Table 2 Summary of XAI literature

To conclude, in this study, the authors surveyed and categorised how — and in what diverse ways — explanatory techniques are used in legal practice, administration, and adjudication. The authors noted that the domain expertise on which AI designs are founded is not only implicit and opaque, but under-theorised within the extant literature. Such a lack of theorisation as regards the nature of legal reasoning may generate obstacles when implementing AI for automated decision-making tasks within the legal field. Thus, the level of opacity is linked to the degree to which AI-powered adjudication and decision-making tools must found upon a stock of domain expertise. The heterogeneous nature of legal reasoning is a salient factor which requires elaboration, and should be accounted for when designing AI-driven decision-making systems for the legal field, as the mode of legal reasoning will necessarily condition the explainability level of the output. It is thereby hoped that adjudicators, decision-makers, researchers, and practitioners can gain unique insights into explainability, select more appropriate types of AI, and utilise the survey as the basis for further research within the field.

5 Concluding Remarks

The unique methodological approach of this survey has been to avoid approaching the field of AI and Law from a monolithic perspective, viewing adjudication and decision-making as a “one-size-fits-all” approach which shows little divergence in its various sub-domain iterations (administrative, criminal, civil, etc.) excepting those conditioned by interposing procedural rules.

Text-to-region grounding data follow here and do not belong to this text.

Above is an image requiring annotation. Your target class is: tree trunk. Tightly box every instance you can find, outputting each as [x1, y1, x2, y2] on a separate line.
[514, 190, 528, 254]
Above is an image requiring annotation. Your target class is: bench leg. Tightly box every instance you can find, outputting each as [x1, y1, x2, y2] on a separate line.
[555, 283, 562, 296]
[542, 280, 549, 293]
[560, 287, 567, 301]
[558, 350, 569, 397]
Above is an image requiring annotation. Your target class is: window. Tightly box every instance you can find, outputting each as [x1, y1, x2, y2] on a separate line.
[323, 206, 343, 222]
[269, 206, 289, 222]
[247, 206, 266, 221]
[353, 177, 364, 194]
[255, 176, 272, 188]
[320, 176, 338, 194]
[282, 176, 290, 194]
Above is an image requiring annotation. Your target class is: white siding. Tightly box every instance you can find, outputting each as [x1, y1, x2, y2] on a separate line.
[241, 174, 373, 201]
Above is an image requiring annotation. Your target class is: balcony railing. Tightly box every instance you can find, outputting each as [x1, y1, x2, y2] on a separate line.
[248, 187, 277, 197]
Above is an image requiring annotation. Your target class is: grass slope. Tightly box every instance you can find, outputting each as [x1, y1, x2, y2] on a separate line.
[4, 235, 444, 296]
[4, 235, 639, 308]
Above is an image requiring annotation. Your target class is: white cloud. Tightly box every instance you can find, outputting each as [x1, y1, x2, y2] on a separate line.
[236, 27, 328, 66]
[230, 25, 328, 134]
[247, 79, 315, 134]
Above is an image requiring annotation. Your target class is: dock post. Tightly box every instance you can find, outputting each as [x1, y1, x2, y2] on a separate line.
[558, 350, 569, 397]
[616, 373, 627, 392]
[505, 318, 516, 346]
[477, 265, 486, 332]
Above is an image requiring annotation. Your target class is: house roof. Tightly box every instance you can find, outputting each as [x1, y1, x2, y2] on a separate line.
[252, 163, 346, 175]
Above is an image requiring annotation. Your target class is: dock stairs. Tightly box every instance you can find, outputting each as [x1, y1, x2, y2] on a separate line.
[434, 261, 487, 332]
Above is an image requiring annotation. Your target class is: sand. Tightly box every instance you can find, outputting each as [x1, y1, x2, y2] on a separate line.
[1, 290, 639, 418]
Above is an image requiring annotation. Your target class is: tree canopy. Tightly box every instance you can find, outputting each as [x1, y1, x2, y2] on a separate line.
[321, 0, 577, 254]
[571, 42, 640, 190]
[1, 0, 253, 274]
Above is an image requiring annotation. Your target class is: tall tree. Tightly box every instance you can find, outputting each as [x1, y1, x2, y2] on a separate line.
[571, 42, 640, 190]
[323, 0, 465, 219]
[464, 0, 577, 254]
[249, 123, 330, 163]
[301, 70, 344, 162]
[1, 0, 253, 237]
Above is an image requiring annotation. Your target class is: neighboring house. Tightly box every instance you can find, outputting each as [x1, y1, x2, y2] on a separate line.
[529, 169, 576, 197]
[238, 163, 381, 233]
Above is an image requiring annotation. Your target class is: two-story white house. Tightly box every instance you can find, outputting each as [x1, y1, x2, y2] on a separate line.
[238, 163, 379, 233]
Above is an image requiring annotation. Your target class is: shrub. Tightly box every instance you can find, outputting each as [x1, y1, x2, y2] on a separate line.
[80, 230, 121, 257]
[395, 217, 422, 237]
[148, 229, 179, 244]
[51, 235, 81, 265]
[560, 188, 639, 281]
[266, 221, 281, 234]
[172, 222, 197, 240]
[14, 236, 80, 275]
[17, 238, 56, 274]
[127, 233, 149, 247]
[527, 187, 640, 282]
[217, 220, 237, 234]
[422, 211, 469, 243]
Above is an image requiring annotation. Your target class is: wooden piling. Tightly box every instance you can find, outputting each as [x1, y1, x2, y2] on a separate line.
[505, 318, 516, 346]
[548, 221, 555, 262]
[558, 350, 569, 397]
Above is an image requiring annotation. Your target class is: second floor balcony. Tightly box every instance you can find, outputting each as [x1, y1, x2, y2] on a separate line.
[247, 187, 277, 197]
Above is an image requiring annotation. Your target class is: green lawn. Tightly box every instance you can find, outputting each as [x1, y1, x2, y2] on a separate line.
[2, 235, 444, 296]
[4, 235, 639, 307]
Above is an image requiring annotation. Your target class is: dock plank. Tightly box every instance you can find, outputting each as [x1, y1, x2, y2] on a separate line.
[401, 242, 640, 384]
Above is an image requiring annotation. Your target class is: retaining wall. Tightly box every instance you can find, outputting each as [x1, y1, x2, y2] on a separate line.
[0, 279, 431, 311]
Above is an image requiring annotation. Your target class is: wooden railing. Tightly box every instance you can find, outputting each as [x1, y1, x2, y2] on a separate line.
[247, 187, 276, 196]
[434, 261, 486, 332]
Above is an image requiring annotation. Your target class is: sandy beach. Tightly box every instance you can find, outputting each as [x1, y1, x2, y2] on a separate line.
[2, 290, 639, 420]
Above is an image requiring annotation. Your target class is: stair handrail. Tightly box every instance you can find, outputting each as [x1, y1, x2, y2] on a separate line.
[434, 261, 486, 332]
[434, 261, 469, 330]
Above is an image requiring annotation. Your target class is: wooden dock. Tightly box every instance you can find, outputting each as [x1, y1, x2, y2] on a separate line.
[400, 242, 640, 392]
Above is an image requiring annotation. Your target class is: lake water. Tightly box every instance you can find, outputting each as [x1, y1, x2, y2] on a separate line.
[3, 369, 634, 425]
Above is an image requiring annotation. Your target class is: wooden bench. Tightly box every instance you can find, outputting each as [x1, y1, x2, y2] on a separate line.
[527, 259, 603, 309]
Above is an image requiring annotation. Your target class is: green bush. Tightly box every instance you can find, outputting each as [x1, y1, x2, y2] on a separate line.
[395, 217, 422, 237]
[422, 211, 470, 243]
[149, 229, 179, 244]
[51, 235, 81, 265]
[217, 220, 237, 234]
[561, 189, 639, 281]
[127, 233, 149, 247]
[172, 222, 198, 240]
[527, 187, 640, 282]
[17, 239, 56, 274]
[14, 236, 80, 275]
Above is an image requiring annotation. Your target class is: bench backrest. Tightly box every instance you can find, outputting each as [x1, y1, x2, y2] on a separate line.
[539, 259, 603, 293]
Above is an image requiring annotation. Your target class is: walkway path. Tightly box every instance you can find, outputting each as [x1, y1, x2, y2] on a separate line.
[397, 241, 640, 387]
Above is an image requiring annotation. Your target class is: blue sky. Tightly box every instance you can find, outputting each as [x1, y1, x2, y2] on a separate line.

Rather, this study has demonstrated, by reference to the literature, that particular divergent — though overlapping — forms of legal reasoning pertain to particular fields. Furthermore, the dominant forms of logic (abductive, deductive, inductive) map to particular modes of fact finding (atomistic, holistic, analogical, and hypothetico-deductive). Finally — and this is the core finding of the survey paper — that these divergent logical forms and modes of reasoning require different levels of explainability, and thereby determine the suitability of particular forms of AI model (deep-learning, case-based reasoning, etc.). Therefore, in term of future directions for AI and legal research, as approached from the legal perspective, it will be crucial to remain mindful of the interactions and relations between the dominant form of reasoning, mode of fact-finding, and level of explainability sought, with regard to the choice of AI model. Thus far, this area remains almost entirely unexplored.